But a legal expert warns the emerging technology needs close study and clear restrictions when it's not being used to wage war.
Unmanned aerial vehicles or UAVs have become the weapon of choice for the U.S. in strikes against al-Qaida, and the Americans are stepping up their use along the Canadian border.
Errol Mendes, a University of Ottawa law professor and former adviser to Paul Martin's government, says parliamentarians should have a close look at the emerging technology and consider the implications of their civilian use.
Mendes says lawmakers also need to consider whether drones should be armed.
Although the Canadian military used Israeli-made drones in Afghanistan for at least three years, their first use at home came last summer during an annual exercise in the Arctic.
The head of the country's domestic command, Lt.-Gen. Walter Semianiw, recently told a Senate committee more flights are scheduled for this year in the areas around Inuvik, N.W.T., and Churchill, Man.
"We know we need to use them, and the Canadian Forces from a capability point of view are moving ahead to ensure there is domestic capability as part of its UAV program in the future," Semianiw testified.
The Americans are already using MQ-1 Predator drones to patrol its borders with both Canada and Mexico. The U.S. Congress approved a bill in February that requires the Federal Aviation Administration to develop regulations for the licensing of commercial drones by 2013, and police forces throughout the country are clamouring for their own.
Mendes says a tide is building and Canadian lawmakers need to get ahead of it.
"This is going to be coming eventually because there is no doubt that patrolling by aerial means is far more effective than on the ground," he said.
Semianiw said the Canadian military's use of drones has thus far been restricted to surveillance only in remote regions. They are not armed.
He said crowded airspace and existing legislation restricts their use over cities and noted those limits relate to the overall containment of the military's aid to the civilian power.
"You must remember that, in Canada, within the domestic construct, I do not have the right to be able to apply lethal force in Canada. That is the responsibility of the police," Semianiw testified.
He raised the possibility of co-operating with law-enforcement agencies, but declined to say how that would take shape and under what circumstances.
"The question would be perhaps in the future whether we could work with the police forces to assist them by providing UAVs," he said.

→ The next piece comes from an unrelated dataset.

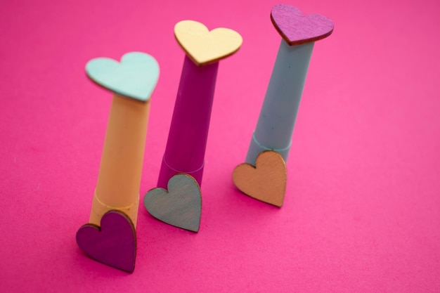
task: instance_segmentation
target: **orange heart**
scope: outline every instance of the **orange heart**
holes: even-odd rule
[[[265,150],[257,157],[255,166],[247,163],[237,166],[232,174],[234,184],[251,197],[281,207],[287,181],[284,159],[277,152]]]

Mendes said that use of UAVs is where law-makers need to step in and define the rules, especially since military drones have a suite of surveillance technology, including infrared capabilities, that have a whole range of privacy implications.
Eight years ago, the Supreme Court of Canada ruled that police helicopter surveillance using infrared technology to detect marijuana grow-ops was a reasonable intrusion.
The U.S. legal community has been debating the issue, not only the Big Brother implications but the possibility of arming police drones.
Several American police departments are experimenting with small UAVs.
One of them, the Shadowhawk, can carry a 40 mm grenade launcher and a 12-gauge shotgun.
The manufacturer, Vanguard Defense Industries of Conroe, Texas, said it doesn't sell the armed version in the United States, although it has had interest from police for non-lethal munitions, such as tear-gas canisters.
"Ultimately, it's not that much of stretch to say this will come and there should be regulation," said Mendes.
Semianiw told senators he couldn't foresee a circumstance where military drones would be armed over North American soil.
"The intent is that it is an (intelligence, surveillance and reconnaissance) platform that provides eyes and ears and the ability to take action on the ground is done by the police, not by the military," he said.